Je demande ce que ça fait d’être lu par des Blancs au sein de l’establishment culturel, les mêmes personnes que le narrateur critique dans le livre.

– Ils gèrent. Je ne savais pas non plus qu’autant de personnes liraient le livre ou qu’il serait traduit. S’envoler pour la Suède et parler d’un livre deux ans après sa publication est un privilège, répond Sheena Patel.

Ressentez-vous le besoin de souligner que vous êtes privilégié, je le demande.

– Peut-être que j’ai beaucoup réfléchi à la façon de répéter que j’ai autant de chance. Je le voulais vraiment et j’ai travaillé très dur. J’ai écrit un livre qui résonne auprès des gens qui le lisent. Maintenant, c’est son propre petit diable et il appartient à tant d’autres. J’aime que les gens s’approprient mon livre.

L’appropriation peut aussi tenir au fait qu’il est facile de se reconnaître dans le récit. D’une part, vous êtes impliqué dans les règles du jeu des différents médias sociaux, d’autre part, vous pouvez vous identifier aux structures de pouvoir qui existent pour une femme marginalisée issue d’un milieu différent de celui de la femme blanche. Si vous avez été dans une spirale toxique de haine envers quelqu’un qui vous dérange et que vous ne parvenez pas à vous désabonner de cette personne pour la même raison, vous pouvez également comprendre. je suis fan est un livre qui dépeint plusieurs types d’exclusion différents, plutôt qu’un seul concentré. Je demande à Sheena Patel si j’ai manqué quelque chose à propos du livre et l’auteur souhaite revenir au personnage du petit ami.

– Il ne s’agit pas de relations sexuelles inappropriées avec le narrateur, il s’agit de politique sexuelle. Dans un monde post-moi aussi, il peut être difficile de savoir ce que vous voulez. Le sexe est tellement intéressant et incontrôlable. En tant que femme, vous ne pouvez tout simplement pas dicter ce que vous voulez. Avec le personnage du petit ami, j’ai voulu créer une personne sympathique, mais qui est aussi, par extension, contrôlante. Il explique constamment au narrateur ce qui est bon pour elle, cela se couvre de bienveillance et étouffe le narrateur, explique Sheena Patel.

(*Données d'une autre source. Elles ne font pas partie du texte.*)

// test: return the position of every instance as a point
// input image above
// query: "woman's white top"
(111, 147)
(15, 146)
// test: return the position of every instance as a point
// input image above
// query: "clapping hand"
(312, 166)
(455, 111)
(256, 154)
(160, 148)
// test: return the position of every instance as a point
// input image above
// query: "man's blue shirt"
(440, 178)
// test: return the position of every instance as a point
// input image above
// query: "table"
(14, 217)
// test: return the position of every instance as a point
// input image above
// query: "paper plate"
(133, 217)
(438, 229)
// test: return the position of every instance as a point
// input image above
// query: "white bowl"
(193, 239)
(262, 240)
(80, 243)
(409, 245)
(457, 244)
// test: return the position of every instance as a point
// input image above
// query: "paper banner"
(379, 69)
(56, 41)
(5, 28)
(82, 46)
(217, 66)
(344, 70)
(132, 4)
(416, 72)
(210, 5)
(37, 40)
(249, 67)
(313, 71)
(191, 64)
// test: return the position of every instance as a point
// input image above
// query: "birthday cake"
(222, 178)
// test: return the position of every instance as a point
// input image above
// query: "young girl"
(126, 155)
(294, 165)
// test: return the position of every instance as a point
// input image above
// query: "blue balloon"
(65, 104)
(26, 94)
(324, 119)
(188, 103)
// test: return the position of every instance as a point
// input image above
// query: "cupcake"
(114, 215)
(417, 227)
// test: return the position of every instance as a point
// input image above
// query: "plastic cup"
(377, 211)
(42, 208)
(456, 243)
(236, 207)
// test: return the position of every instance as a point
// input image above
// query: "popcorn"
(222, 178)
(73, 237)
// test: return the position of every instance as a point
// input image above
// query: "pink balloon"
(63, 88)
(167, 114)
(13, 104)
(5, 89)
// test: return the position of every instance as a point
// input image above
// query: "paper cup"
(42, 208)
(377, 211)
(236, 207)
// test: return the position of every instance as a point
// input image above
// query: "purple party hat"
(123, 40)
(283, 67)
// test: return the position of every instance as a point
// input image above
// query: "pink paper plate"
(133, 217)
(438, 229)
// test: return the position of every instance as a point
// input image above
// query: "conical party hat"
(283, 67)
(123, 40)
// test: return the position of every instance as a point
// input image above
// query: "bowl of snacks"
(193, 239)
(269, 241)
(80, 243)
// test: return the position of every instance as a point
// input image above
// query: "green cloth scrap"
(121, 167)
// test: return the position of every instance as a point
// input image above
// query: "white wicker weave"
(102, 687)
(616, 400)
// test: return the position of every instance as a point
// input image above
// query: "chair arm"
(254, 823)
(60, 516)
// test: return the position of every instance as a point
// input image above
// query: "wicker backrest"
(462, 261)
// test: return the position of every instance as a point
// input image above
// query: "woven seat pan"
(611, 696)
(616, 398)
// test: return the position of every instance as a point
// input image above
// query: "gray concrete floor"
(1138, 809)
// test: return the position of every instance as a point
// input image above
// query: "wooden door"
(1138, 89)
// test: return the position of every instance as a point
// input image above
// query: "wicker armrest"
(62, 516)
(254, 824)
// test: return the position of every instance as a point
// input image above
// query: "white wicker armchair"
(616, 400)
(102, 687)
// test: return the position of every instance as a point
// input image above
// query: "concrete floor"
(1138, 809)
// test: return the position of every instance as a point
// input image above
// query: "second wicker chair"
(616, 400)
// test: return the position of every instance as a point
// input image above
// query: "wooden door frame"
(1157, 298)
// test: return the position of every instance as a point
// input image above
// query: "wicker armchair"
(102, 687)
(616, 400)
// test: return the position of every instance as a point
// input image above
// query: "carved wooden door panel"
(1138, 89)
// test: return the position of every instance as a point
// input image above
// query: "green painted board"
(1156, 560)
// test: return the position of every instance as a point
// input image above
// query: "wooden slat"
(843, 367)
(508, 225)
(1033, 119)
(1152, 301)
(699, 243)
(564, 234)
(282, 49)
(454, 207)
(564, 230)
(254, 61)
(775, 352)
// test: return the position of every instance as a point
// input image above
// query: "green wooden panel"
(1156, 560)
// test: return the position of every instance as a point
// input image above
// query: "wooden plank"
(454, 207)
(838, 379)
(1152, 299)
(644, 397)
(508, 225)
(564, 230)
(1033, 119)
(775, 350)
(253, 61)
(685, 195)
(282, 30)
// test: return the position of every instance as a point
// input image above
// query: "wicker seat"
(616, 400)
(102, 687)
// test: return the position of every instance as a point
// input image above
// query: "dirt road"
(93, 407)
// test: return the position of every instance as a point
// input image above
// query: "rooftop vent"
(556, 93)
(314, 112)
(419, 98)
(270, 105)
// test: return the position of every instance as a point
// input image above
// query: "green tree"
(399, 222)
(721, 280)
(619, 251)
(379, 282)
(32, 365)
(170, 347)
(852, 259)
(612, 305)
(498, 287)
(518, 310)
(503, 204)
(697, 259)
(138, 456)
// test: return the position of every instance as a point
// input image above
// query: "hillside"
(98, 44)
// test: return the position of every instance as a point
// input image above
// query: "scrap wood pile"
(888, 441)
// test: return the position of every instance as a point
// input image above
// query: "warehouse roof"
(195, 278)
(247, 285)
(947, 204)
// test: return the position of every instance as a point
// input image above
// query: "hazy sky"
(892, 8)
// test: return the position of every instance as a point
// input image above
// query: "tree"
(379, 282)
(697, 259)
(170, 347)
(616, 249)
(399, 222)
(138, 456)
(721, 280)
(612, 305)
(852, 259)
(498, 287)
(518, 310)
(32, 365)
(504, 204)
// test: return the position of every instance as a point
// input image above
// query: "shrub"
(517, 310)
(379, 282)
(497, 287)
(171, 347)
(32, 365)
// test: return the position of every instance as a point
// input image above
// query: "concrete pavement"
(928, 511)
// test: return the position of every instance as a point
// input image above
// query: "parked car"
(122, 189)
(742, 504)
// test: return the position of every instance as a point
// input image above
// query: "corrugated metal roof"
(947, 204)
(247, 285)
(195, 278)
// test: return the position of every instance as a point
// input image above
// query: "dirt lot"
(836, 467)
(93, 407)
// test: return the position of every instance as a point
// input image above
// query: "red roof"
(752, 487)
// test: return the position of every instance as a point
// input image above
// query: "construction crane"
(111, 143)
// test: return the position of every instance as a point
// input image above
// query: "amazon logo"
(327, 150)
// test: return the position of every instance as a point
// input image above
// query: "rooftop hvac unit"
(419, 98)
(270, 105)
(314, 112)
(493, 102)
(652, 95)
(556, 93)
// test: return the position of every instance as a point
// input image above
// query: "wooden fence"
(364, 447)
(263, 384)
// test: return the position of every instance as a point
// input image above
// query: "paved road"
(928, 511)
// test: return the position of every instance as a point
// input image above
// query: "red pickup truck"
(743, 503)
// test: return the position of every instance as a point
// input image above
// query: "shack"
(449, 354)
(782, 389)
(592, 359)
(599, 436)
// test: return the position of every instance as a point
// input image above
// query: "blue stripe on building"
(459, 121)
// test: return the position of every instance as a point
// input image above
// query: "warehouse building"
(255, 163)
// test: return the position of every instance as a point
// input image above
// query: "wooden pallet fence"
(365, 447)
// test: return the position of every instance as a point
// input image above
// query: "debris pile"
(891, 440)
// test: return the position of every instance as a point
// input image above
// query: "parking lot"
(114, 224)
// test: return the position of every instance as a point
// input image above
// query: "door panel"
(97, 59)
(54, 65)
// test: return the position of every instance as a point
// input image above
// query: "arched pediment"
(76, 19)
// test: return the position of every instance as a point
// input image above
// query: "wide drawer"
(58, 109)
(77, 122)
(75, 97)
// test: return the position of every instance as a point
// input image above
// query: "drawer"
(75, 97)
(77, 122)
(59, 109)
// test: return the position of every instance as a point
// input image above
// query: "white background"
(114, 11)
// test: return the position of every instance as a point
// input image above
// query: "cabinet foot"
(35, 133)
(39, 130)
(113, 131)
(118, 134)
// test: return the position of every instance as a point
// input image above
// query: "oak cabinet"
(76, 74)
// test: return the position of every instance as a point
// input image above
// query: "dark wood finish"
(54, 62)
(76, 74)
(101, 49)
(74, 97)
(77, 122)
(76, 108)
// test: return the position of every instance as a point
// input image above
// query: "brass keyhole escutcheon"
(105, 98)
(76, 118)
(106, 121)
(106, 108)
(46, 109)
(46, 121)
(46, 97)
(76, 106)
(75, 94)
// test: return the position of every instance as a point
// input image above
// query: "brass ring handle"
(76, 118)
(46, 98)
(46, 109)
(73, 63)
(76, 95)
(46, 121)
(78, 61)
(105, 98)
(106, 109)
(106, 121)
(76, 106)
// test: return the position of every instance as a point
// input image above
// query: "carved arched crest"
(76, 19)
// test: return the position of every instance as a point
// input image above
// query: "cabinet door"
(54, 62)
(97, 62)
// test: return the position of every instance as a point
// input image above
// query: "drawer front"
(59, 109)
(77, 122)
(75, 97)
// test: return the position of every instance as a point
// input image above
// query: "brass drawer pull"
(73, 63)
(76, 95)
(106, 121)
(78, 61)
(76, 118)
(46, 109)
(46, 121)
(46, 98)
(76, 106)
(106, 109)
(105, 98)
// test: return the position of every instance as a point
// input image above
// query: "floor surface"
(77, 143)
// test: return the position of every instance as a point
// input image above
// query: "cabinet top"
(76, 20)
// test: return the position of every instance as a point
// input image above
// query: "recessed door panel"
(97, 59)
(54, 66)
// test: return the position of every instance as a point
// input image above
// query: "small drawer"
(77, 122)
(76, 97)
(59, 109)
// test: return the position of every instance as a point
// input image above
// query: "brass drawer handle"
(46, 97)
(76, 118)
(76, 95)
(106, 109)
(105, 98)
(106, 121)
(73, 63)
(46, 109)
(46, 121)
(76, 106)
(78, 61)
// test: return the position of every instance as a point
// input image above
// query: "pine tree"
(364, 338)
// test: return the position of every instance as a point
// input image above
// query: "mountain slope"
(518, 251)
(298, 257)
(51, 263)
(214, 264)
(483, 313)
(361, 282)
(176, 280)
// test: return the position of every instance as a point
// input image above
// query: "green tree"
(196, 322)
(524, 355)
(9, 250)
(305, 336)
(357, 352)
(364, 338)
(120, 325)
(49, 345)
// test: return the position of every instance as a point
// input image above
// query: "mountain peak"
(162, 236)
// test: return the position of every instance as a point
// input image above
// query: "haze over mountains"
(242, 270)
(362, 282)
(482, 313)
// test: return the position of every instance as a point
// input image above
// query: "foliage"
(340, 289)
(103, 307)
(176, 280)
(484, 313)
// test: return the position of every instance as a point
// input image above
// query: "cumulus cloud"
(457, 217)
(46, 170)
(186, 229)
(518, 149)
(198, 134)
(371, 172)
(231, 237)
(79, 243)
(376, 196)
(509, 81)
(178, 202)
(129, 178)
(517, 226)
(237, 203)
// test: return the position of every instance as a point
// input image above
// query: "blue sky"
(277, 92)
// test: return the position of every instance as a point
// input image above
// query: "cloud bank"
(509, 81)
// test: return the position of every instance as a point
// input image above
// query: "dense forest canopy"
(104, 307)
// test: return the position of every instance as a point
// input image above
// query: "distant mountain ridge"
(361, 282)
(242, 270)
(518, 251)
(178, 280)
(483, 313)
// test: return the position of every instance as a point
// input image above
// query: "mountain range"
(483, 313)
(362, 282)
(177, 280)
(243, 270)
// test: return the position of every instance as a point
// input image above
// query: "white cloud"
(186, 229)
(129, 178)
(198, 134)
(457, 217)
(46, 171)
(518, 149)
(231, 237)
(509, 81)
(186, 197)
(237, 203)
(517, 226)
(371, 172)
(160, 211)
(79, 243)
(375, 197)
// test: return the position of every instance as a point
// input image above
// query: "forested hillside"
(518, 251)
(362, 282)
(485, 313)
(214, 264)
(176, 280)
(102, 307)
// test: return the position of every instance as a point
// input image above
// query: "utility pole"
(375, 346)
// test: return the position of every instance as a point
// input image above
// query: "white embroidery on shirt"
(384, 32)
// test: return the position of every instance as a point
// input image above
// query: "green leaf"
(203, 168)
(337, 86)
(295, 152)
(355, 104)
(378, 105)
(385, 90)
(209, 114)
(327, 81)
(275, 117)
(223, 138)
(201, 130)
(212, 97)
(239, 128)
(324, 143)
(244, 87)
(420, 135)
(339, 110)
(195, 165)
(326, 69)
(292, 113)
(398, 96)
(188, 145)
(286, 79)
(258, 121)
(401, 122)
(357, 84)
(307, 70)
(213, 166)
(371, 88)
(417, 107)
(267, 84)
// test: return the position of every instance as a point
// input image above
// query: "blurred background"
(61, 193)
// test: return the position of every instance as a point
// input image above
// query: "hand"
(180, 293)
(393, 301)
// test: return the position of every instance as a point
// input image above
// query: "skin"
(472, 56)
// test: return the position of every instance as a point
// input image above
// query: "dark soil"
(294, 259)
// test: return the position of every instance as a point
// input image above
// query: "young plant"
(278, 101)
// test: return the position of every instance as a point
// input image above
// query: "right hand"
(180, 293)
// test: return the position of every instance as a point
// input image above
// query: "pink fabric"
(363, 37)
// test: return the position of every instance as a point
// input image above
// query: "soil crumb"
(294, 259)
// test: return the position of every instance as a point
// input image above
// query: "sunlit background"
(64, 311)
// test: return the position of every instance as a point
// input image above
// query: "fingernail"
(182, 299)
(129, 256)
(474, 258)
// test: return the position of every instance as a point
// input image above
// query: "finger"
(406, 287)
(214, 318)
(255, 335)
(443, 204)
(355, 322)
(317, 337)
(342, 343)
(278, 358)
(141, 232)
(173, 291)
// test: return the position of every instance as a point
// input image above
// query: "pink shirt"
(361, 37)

Le petit ami est un homme classique qui est féministe mais ne fait pas de féminisme. Je me demande s’il faut expérimenter ce type de gars pour comprendre la situation. Ou s’il s’agit d’un micro détail, le narrateur est un être social peu sûr de lui et recherche donc la sécurité, car le petit ami est un bon symbole d’une relation apparemment parfaite.

Sheena Patel est d’accord et me rappelle que c’est pour cela que la vie sexuelle du narrateur a été affectée. Vers la fin de l’entretien, je reçois une série de conseils sur les livres à lire. Je demande ce que l’auteur lit actuellement.

Dune, Patel répond en riant aux éclats.

– Pourquoi? Je me demande.

– Parce que je suis aussi un petit garçon ringard, répond l’auteur et continue de préparer ses affaires.

Recommandations de livres de Sheena Patel :

Maternité – Sheila immédiatement

Sentiments mineurs – Cathy Park Hong

Détail mineur –Adania Shibli

Rébecca – Daphné du Maurier

Immobilier – Déborah Lévy

Je suis fan est le premier roman de Sheena Patel et a été publié en 2022 par Rough Trade Books. Il a été récompensé aux British Book Awards 2023 et sort désormais dans une édition suédoise par Natur & Kultur, traduite par Ylva Mörk.